Paul Tep Im Sotha Samath (ទេព អ៊ីមសុត្ថា; 1934–May 1975) was a Cambodian Roman Catholic priest and the first apostolic prefect of Battambang. Ordained in 1959, he was the second native Cambodian to become a Catholic priest after Simon Chhem Yen.

Tep Im was raised by his mother to be a Catholic, and from a young age was sent to various schools abroad, such as in Vietnam, France, and Italy. After his ordination at the Notre-Dame de Paris, Tep Im took further theological studies in Rome. However, growing concerns for his country's problems as well as a decisive conversation with American bishop Fulton Sheen led him to decide against a monastic life and return to Cambodia by August 1962. Upon the establishment of the Apostolic Prefecture of Battambang, Tep Im was installed as its apostolic prefect on September 26, 1968, a position he remained in up to his death under the Khmer Rouge regime in early May 1975.

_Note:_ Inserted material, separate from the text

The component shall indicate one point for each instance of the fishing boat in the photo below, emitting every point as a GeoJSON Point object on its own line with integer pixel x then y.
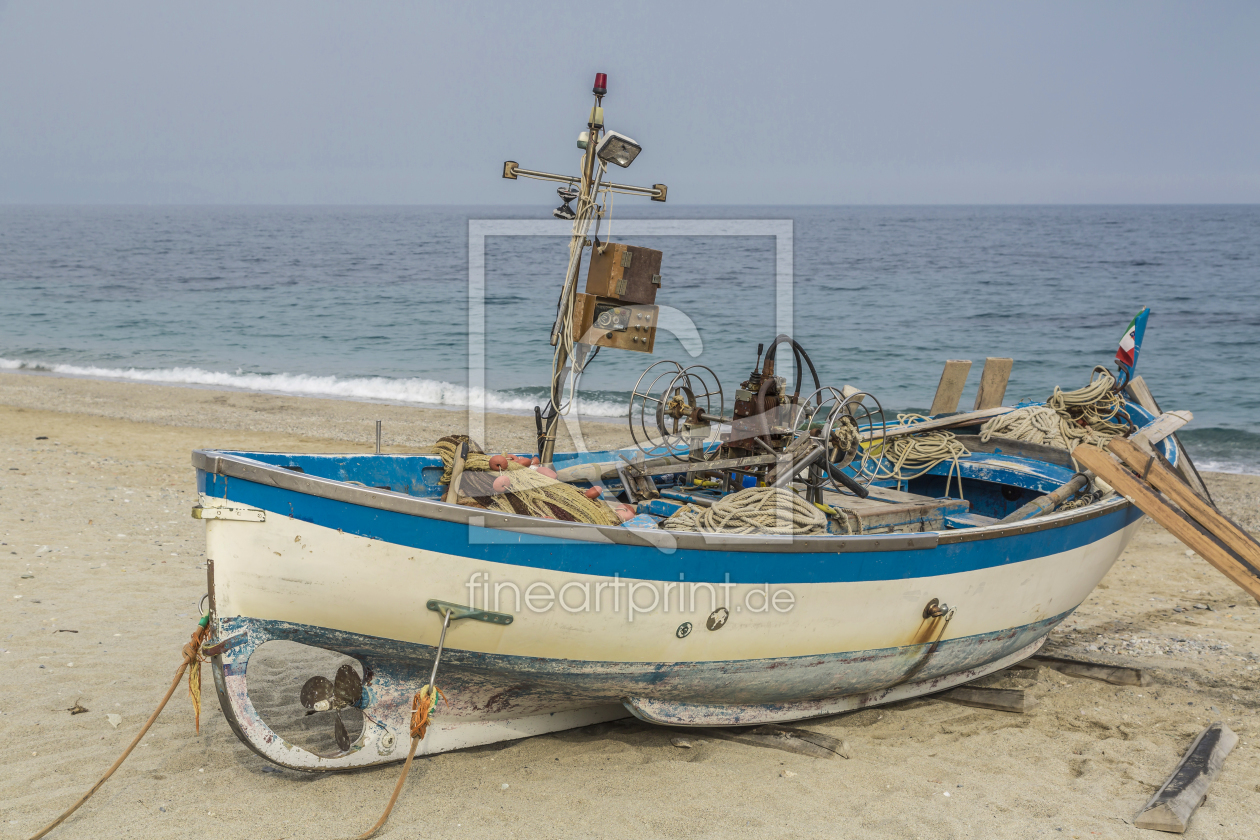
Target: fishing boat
{"type": "Point", "coordinates": [799, 554]}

Tep Im has been described by historian Milton Osborne as a priest with remarkable understanding of both the Catholic faith and Cambodian society. A boarding house for secondary and tertiary-level students in Battambang was named after him. In June 2015, the Catholic Church officially opened an inquiry into Tep Im's presumed martyrdom, alongside others such as Joseph Chhmar Salas who died during the Cambodian genocide.